The Ovens of the Pedrini House (ENG)

The Ovens of the Pedrini House (ENG)

On the facade of the house, built in the 1880s by the brothers Rocco and Ferdinando Pedrini, there is a vertical structure protruding onto the municipal road: these are two ancient wood-fired ovens for baking bread, placed one above the other. The two ovens, dated 1889, were built of stone with a domed vault according to traditional construction methods. The oven opening faces the kitchen, where the dough was also prepared and leavened; every house had everything necessary for the preparation and baking of bread: the dough trough, the bucket for the yeast, the boards covered with linen bands where the loaves were left to rise, the tools for cleaning the oven, the peels for placing and removing the bread, and the rack for arranging the sticks with the loaves to dry.
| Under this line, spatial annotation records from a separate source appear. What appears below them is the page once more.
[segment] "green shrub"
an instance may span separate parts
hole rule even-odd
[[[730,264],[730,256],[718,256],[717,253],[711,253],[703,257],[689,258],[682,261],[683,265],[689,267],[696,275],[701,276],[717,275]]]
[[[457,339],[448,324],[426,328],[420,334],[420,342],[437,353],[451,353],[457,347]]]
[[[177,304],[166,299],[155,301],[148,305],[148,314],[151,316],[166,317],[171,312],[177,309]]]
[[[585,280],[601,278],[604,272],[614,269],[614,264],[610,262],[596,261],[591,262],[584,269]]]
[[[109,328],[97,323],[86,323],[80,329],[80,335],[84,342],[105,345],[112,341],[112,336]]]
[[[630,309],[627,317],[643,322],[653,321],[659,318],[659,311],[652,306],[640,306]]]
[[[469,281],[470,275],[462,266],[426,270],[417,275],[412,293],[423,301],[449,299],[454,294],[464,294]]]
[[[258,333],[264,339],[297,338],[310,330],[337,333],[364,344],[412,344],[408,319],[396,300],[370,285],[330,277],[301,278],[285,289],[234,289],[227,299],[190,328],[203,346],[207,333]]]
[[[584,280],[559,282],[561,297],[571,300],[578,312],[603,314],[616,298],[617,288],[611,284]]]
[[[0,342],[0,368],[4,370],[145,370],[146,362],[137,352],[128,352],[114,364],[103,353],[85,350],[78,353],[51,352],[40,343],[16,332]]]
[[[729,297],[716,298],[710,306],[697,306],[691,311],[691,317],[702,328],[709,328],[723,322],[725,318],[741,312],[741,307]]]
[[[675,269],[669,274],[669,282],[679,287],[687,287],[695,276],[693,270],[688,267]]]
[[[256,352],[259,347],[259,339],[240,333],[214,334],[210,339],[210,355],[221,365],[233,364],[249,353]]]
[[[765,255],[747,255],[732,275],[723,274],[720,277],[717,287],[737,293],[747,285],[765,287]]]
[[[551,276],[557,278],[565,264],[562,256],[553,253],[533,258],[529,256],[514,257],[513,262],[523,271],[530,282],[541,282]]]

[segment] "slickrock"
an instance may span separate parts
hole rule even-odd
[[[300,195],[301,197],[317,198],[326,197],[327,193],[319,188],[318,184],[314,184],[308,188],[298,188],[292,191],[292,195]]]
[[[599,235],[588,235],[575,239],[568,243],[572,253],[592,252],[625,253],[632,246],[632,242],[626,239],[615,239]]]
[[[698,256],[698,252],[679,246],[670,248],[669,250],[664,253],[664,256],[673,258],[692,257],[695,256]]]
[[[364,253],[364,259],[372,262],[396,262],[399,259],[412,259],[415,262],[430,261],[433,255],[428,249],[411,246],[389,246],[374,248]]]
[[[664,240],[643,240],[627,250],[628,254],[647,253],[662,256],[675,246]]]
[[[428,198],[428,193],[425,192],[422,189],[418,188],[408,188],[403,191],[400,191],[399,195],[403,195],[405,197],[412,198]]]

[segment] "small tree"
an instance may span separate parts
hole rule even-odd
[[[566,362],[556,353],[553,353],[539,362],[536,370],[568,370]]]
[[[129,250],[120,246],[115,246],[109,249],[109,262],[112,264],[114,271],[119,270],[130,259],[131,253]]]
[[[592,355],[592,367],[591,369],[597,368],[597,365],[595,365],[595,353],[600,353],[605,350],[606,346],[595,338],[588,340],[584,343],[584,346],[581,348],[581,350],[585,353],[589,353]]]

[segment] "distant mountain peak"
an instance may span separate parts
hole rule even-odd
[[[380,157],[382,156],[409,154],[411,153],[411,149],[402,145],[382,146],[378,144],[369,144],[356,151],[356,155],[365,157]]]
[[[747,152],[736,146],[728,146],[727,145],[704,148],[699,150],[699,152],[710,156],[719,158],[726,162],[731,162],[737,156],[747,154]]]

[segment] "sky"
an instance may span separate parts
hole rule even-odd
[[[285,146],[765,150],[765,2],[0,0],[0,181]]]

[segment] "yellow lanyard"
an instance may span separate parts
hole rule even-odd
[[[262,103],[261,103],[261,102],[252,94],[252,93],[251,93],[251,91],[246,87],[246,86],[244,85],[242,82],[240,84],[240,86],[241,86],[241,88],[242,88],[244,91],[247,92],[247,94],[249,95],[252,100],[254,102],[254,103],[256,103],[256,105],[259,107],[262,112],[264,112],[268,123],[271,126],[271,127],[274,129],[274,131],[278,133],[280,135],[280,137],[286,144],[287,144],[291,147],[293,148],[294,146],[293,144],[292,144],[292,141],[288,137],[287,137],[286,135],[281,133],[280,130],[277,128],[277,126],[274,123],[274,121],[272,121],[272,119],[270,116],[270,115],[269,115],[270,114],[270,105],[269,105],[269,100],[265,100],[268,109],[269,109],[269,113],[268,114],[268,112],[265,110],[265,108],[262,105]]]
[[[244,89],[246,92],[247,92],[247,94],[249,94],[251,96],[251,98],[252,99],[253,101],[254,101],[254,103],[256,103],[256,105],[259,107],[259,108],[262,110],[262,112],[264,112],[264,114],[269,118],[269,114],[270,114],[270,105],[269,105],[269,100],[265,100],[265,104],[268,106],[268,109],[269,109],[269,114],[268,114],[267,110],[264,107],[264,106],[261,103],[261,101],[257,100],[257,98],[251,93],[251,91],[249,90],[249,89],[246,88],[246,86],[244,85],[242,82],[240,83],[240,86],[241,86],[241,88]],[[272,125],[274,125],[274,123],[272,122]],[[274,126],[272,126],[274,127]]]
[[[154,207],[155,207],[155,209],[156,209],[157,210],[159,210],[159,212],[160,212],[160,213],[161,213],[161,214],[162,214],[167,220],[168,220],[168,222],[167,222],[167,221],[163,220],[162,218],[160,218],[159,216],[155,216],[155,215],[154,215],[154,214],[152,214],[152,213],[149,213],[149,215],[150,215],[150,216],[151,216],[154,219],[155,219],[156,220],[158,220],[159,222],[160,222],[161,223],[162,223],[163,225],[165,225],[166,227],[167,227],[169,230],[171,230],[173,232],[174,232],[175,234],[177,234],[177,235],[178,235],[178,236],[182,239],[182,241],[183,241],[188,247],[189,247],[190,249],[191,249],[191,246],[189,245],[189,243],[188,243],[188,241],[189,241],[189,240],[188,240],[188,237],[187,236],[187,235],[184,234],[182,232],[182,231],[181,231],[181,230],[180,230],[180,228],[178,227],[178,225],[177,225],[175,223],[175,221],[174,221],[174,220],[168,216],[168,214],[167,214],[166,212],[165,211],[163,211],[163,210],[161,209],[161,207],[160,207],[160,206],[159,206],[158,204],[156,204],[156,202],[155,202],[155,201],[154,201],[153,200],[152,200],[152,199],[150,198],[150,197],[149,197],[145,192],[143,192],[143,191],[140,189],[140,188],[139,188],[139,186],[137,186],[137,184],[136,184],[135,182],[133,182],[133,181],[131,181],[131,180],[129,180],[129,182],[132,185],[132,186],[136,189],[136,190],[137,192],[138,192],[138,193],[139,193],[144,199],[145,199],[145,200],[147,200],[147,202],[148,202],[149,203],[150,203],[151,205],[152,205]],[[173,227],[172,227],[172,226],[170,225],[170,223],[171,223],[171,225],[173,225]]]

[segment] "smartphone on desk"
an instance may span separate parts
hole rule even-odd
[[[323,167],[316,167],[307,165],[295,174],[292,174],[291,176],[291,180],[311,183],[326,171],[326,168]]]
Until the early decades of the 19th century, the cultivation of rye was practiced by all families, and the rye black bread, a daily staple, was essential for the survival of the many families. The bread, baked only once a year, was carefully stored, consumed sparingly, without waste, economized to last until the next baking. In the past, bread-making was an event that involved the entire family and even the neighbors, as it occurred only a few times a year. After the bread was baked, the oven’s heat was used by the entire neighborhood to bake simple doughnuts or small biscuits shaped like braids, dolls, or animals to give to children.

In Cepina, other houses with ancient ovens are still preserved: on Via Fumarogo, there are two on the same building, one on the north side and one on the south side.